Elle posa ses yeux vitreux sur la main droite de Maurice encore fermement attachée au téléphone rouge.
— Ça sert à rien vous savez, ce truc-là marche plus depuis belle lurette.
— Pourtant..., se contenta-t-il de rétorquer avant de se censurer lui-même.
Sans lui renvoyer la politesse, il s’empara des clefs qui pendaient nonchalamment au bout de ces doigts boudinés et la poussai dehors.
Maurice contempla le téléphone muet et inerte luire à la faveur de la nuit. Il brillait pareil aux plus beaux bijoux. Il s’en rapprocha comme un animal craintif. Il allait et venait comme la marée. Projetant ses doigts hésitants avant de les ramener aussi tôt tout contre ses lèvres.
Il admira avec une passion dévorante sa peau lisse carmin sur laquelle nageaient délicatement des raies de lumières. Soudain il l’empoigna comme on empoigne le frêle poignet d’une femme pour la retenir. Il le serra avec détermination et douceur comme pour se rassurer de ne pas sombrer dans la folie sans pour autant expier l’idée qu’on puisse l’avoir parlé. Comme si... comme s'il ne voulait pas offusquer son interlocutrice.
Maurice l’avait entendue.
Cette voix unique.
Cette voix investie par la grâce d’un ange. Elle avait ce velouté candide succulent dont ses tympans raffolent tant. Elle était de ces voix étranges. Androgynes. De celles qui fascinent.
Sa bouche alla s’écraser onctueusement contre le plastique rouge soigneusement perforé du microphone. A mesure qu'il s’étalait contre le combiné, il avait l’impression d’effleurer ses lèvres.
Maurice prit le temps de déglutir sa bêtise avant de vouloir ajouter quelque chose quand soudain son oreille perçut un souffle à l’autre bout du combiné.

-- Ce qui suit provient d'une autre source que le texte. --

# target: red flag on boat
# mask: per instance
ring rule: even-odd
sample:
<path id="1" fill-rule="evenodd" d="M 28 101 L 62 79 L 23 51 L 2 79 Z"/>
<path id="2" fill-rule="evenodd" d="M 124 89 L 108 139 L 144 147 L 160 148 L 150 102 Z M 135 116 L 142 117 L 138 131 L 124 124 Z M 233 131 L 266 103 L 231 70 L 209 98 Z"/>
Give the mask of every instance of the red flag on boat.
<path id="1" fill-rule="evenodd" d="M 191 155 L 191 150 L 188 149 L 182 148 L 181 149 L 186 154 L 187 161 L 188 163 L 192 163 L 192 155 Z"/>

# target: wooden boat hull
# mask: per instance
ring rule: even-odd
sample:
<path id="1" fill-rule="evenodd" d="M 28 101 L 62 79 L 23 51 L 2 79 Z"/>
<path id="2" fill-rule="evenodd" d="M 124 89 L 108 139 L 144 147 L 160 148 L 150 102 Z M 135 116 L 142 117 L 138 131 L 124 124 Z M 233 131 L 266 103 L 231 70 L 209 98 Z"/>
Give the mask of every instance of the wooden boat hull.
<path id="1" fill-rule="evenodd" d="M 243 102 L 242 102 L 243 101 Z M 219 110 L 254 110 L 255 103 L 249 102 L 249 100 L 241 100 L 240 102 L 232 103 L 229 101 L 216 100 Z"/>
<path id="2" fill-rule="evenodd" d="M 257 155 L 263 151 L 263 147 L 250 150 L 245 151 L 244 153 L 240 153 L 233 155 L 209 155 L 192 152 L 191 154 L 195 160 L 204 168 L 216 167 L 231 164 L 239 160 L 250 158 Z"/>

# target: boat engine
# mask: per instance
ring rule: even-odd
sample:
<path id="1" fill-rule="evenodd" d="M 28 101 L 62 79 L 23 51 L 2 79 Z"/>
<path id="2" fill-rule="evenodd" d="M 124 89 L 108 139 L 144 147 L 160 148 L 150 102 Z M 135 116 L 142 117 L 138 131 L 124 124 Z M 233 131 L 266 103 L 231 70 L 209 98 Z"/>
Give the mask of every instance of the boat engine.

— Attendez ! intima-t-il par réflexe. Attendez, ajouta-il en soupirant de désespoir. Je mourrai si jamais vous me laissiez seul.
Silence.
Il s'arrêta de respirer, suspendu à l’instant comme si sa vie en dépendait. Il la sentait. Aussi étrange que cela puisse paraître, il sentait sa présence à l’autre bout du fil comme si elle habitait ce téléphone. Impatient, ses doigts s'entortillaient autour du fil comme on joue dans les cheveux d’une femme. A mesure que le fil grossissait autour de son doigt, l’excitation montait en lui.
Encore.
Répondez-moi ! pensa-t-il.
— S’il vous plaît, supplia-t-il dans un murmure.
Ses cheveux s’enroulaient sur son index comme un serpent. Il les amena sans qu’ils ne finissent jamais. Attentif au moindre signe, au moindre son mais rien ne venait à son oreille. S’y colla toujours plus, le fil s’embobinait toujours plus. Son corps s’était contracté tout entier, ses muscles asphyxiaient sous sa peau tendue quand soudain son doigt ne trouva plus aucune résistance. Il constata avec effroi que le fil du téléphone était coupé.
Il pendait dans le vide, comme un pendu au bout d’une corde.
Son corps abattu se relâcha et s’affaissa de toute sa masse contre le mur. Son bras se fit mou et le combiné se décolla de son oreille, prêt à retrouver son socle, quand il entendit « Allô ? ».